Q: How can law and business schools best expose future lawyers and business leaders to the FCPA? What advice do you have for law students interesting in a future FCPA practice?

A: The FCPA has been a fantastic area in which to practice and to watch evolve. For students who are interested in the field, I think the most important thing is to learn as much as you can about U.S. criminal law and U.S. securities law and their interplay with various anticorruption laws around the world. It has become a very complicated field and I think it is safe to say the stakes for companies and individuals have never been higher.

Alcatel-Lucent’s Woes Continue

First it was Lucent Technologies. It settled parallel DOJ and SEC enforcement actions principally based on providing excessive travel and entertainment benefits to Chinese “foreign officials” (see here and here).

Then it was Alcatel-Lucent. It settled Costa Rican charges that it paid “kickbacks to former Costa Rican President Miguel Angel Rodriguez and other government officials in return for a 2001 contract worth $149 million to supply cellular telephone equipment.” (See here).

Then it was Alcatel-Lucent that disclosed it had reached agreements with the DOJ and SEC to resolve bribery and corruption allegations in several countries, including Costa Rica, Taiwan, and Kenya. These agreements have not yet been announced. Here is what the company most recently said in its March 23rd Form 20-F:

“FCPA investigations: In December 2009 we reached agreements in principle with the SEC and the U.S. Department of Justice with regard to the settlement of their ongoing investigations involving our alleged violations of the Foreign Corrupt Practices Act (FCPA) in several countries, including Costa Rica, Taiwan, and Kenya. Under the agreement in principle with the SEC, we would enter into a consent decree under which we would neither admit nor deny violations of the antibribery, internal controls and books and records provisions of the FCPA and would be enjoined from future violations of U.S. securities laws, pay U.S. $ 45.4 million in disgorgement of profits and prejudgment interest and agree to a three-year French anticorruption compliance monitor. Under the agreement in principle with the DOJ, we would enter into a three-year deferred prosecution agreement (DPA), charging us with violations of the internal controls and books and records provisions of the FCPA, and we would pay a total criminal fine of U.S. $ 92 million, payable in four installments over the course of three years. In addition, three of our subsidiaries – Alcatel-Lucent France, Alcatel-Lucent Trade International AG and Alcatel Centroamerica – would each plead guilty to violations of the FCPA’s antibribery, books and records and internal accounting controls provisions. If we fully comply with the terms of the DPA, the DOJ would dismiss the charges upon conclusion of the three-year term. Final agreements must still be reached with the agencies and accepted in court.”

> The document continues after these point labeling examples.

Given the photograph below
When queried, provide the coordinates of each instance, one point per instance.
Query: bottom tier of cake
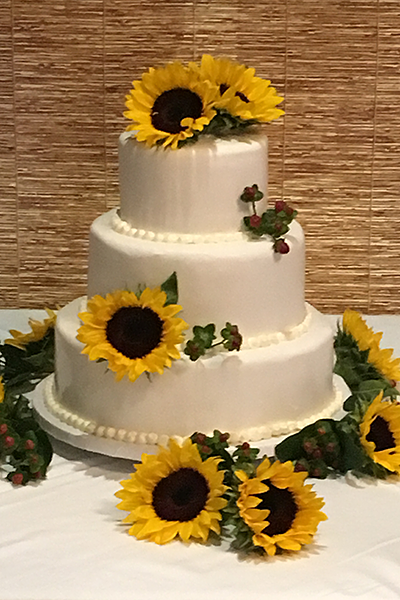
(253, 394)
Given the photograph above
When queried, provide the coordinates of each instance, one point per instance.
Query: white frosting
(123, 227)
(193, 190)
(122, 435)
(253, 393)
(243, 282)
(180, 211)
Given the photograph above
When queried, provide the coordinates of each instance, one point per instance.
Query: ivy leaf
(170, 287)
(204, 335)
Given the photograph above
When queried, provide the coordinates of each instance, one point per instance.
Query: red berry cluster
(274, 222)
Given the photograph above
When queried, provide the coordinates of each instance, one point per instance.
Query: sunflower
(381, 358)
(380, 433)
(133, 333)
(169, 105)
(174, 494)
(241, 93)
(39, 330)
(278, 508)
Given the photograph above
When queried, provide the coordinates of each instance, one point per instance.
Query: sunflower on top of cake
(175, 104)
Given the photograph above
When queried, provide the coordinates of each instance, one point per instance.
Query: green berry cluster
(203, 340)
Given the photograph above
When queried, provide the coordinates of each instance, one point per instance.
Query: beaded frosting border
(253, 434)
(121, 226)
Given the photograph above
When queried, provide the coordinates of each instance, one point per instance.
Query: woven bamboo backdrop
(65, 66)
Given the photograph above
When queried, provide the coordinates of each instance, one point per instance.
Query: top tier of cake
(194, 190)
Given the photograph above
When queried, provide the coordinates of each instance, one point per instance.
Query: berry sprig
(203, 338)
(243, 457)
(274, 222)
(25, 450)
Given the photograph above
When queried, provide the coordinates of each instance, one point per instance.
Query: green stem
(217, 344)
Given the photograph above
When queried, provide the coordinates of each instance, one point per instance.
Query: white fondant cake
(181, 211)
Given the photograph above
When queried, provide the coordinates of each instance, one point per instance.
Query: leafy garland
(25, 449)
(326, 447)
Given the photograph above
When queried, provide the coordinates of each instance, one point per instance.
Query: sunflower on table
(174, 494)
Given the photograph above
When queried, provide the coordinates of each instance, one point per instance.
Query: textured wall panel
(253, 34)
(59, 96)
(138, 35)
(384, 293)
(8, 193)
(66, 65)
(332, 55)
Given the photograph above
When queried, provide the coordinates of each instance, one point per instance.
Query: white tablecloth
(62, 539)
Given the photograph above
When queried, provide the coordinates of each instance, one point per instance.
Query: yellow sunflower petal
(148, 519)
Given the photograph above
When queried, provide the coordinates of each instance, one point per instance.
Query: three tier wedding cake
(195, 317)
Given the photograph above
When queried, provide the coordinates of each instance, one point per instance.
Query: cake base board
(110, 447)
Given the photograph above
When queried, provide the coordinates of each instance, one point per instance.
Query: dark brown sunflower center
(283, 509)
(223, 87)
(180, 496)
(380, 434)
(134, 331)
(174, 105)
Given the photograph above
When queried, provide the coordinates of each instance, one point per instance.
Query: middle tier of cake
(243, 281)
(253, 394)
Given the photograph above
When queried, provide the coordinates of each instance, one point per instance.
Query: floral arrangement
(263, 505)
(202, 490)
(176, 104)
(366, 440)
(198, 489)
(135, 333)
(25, 359)
(274, 222)
(140, 333)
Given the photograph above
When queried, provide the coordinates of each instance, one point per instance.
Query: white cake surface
(244, 282)
(195, 189)
(253, 394)
(181, 212)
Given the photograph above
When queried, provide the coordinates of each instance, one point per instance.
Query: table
(62, 539)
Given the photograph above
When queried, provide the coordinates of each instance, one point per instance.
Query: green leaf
(204, 335)
(170, 287)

[For those of you “scoring at home” this would appear to be yet another DOJ “bribery, yet no bribery” enforcement action against the parent company. The DOJ’s eventual sentencing memorandum is likely to mention the European Union debarment provisions which would be applicable to Paris-based Alcatel-Lucent should it have been charged with FCPA anti-bribery violations.]

As if all of the above were not enough, it was recently reported (here) that “El Instituto Costarricense de Electricidad (ICE), Costa Rica’s telecommunications and electricity provider, filed a complaint in the Miami-Dade County Circuit Court, Miami, Florida, against Alcatel Lucent S.A. and other related parties.” According to the article, “the complaint asserts claims for violations of civil racketeering and other laws of Florida in connection with Alcatel Lucent’s bribery and corruption of Costa Rican officials to secure telecommunications contracts with ICE” and that “if successful, the lawsuit will allow ICE to recover three times the amount of its damages.”